Basisbegrippen en 'Hoe pas ik de lay-out van de applicatie aan?'

In deze handleiding worden de belangrijkste begrippen binnen Engage Process toegelicht. Daarnaast wordt uitgelegd hoe de applicatie is opgebouwd, met extra aandacht voor het Lint en de bijbehorende vensters.

Inhoud

  1. Basisbegrippen
  2. Werkruimte
  3. Het Lint
  4. Vensters binnen de Modeler
  5. Lay-out van de applicatie aanpassen

1. Basisbegrippen

Werkruimte – De totale indeling van de applicatie en de positie van vensters.
Diagram – Een visuele weergave van een proces, brainstorm of overzicht.
Project – Een verzameling diagrammen, meestal georganiseerd in mappen.
Tabellen – Gegevenslijsten die gebruikt worden binnen processen.
Rollen – Typen medewerkers die procesactiviteiten uitvoeren.
Documenten – Gekoppelde bestanden zoals richtlijnen, beleid of instructies.
Analyse – Visuele en rekenkundige doorrekening van processen.
Rapportage – Het exporteren of presenteren van procesinformatie.
Bevindingen – Vastgelegde knelpunten of verbeterideeën.

2. Werkruimte

De werkruimte van de Engage Process Modeler bestaat uit meerdere vensters die samen het werkgebied vormen.
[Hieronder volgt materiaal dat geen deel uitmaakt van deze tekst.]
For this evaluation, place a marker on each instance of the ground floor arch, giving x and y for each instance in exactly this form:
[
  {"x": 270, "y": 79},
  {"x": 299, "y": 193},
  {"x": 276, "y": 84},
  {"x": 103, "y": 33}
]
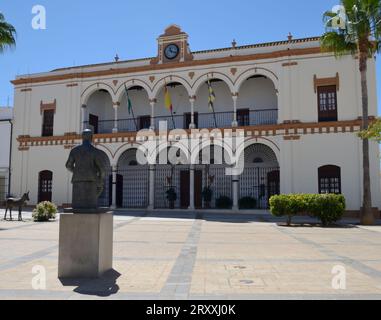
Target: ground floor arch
[{"x": 261, "y": 175}]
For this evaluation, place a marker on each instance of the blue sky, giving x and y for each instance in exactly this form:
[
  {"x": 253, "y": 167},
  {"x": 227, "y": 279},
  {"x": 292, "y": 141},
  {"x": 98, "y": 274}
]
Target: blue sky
[{"x": 84, "y": 31}]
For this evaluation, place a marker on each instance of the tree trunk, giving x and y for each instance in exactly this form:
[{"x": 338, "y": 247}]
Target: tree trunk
[{"x": 367, "y": 217}]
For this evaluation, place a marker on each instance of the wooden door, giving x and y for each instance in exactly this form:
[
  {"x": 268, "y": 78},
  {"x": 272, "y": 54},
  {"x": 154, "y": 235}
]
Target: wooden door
[
  {"x": 188, "y": 119},
  {"x": 198, "y": 189},
  {"x": 93, "y": 122},
  {"x": 184, "y": 189},
  {"x": 273, "y": 183},
  {"x": 45, "y": 184}
]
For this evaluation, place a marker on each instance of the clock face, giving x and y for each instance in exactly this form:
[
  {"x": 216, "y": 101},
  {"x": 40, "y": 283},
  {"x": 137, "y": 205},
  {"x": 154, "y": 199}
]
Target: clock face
[{"x": 171, "y": 51}]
Deze vensters kunnen worden verplaatst, verborgen of gecombineerd zodat je de applicatie kunt aanpassen aan jouw manier van werken.

3. Het Lint

Het Lint is de balk met tabbladen bovenaan de applicatie. Elk tabblad bevat knoppen die zijn gegroepeerd op functionaliteit. Welke tabbladen zichtbaar zijn, hangt af van het abonnement en de autorisaties van de gebruiker.

De belangrijkste tabbladen zijn:
- Start – Basisfuncties om diagrammen te maken en te bewerken.
- Lay-out – Instellingen voor de zichtbaarheid en weergave van informatie.
- Ontwerp – Hulpmiddelen om de leesbaarheid en vormgeving te verbeteren.
- Analyse – Functies om processen door te rekenen en te vergelijken.
- Beeld – Opties om de indeling van de applicatie en vensters aan te passen.
- Tabellen – Werken met centrale en lokale tabellen.
- Samenwerken – Beheer van autorisaties, versies en publicaties.
- Reacties & Bevindingen – Afhandeling van feedback en verbeterpunten.
- Rapportage – Inzien en maken van rapportages.
- Help – Koppelingen naar het Kenniscentrum en support.
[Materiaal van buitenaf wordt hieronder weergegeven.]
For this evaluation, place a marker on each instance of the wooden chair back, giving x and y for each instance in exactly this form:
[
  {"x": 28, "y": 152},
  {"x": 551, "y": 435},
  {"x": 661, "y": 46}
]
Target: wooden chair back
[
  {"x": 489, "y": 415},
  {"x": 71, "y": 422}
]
4. Vensters binnen de Modeler

De knoppen in het Lint werken samen met verschillende vensters binnen de Modeler. Hieronder volgt een korte en bondige uitleg van de belangrijkste vensters:

Proces-venster
Het centrale werkgebied waarin het diagram wordt weergegeven en bewerkt.

Project-venster
Geeft een overzicht van projecten, diagrammen en gekoppelde tabellen in een mappenstructuur.

Eigenschappen-venster
Toont de eigenschappen van het geselecteerde projectonderdeel of processtap.

Omschrijving-venster
Bevat een inhoudelijke toelichting op het proces, een processtap of een tabelwaarde.

Opmerkingen-venster
Hier worden opmerkingen en verbetervoorstellen bij het proces of processtappen vastgelegd.

Aantekeningen-venster
Wordt gebruikt voor acties, notities of een logboek van wijzigingen.

Document-venster
Geeft inzicht in gekoppelde documenten en de in- en uitvoer van processtappen van het type ‘Document’.

5. Lay-out van de applicatie aanpassen

Via het tabblad ‘Beeld’ kun je vensters tonen of verbergen, verplaatsen en combineren als tabbladen. Je kunt meerdere werkruimtes gebruiken of je eigen indeling opslaan als standaard.


 

Tip! Je kunt een venster ook als tabblad achter een ander venster plaatsen. Laat het venster dan los in het midden van het symbool dat in beeld komt (zie afbeelding hieronder).

Heb je een mooie indeling gemaakt, sla ‘m dan op door op het tabblad ‘Beeld’ op de knop ‘Werkruimte opslaan’ te klikken. Deze indeling zal vanaf dat moment de indeling zijn wanneer je de Modeler start.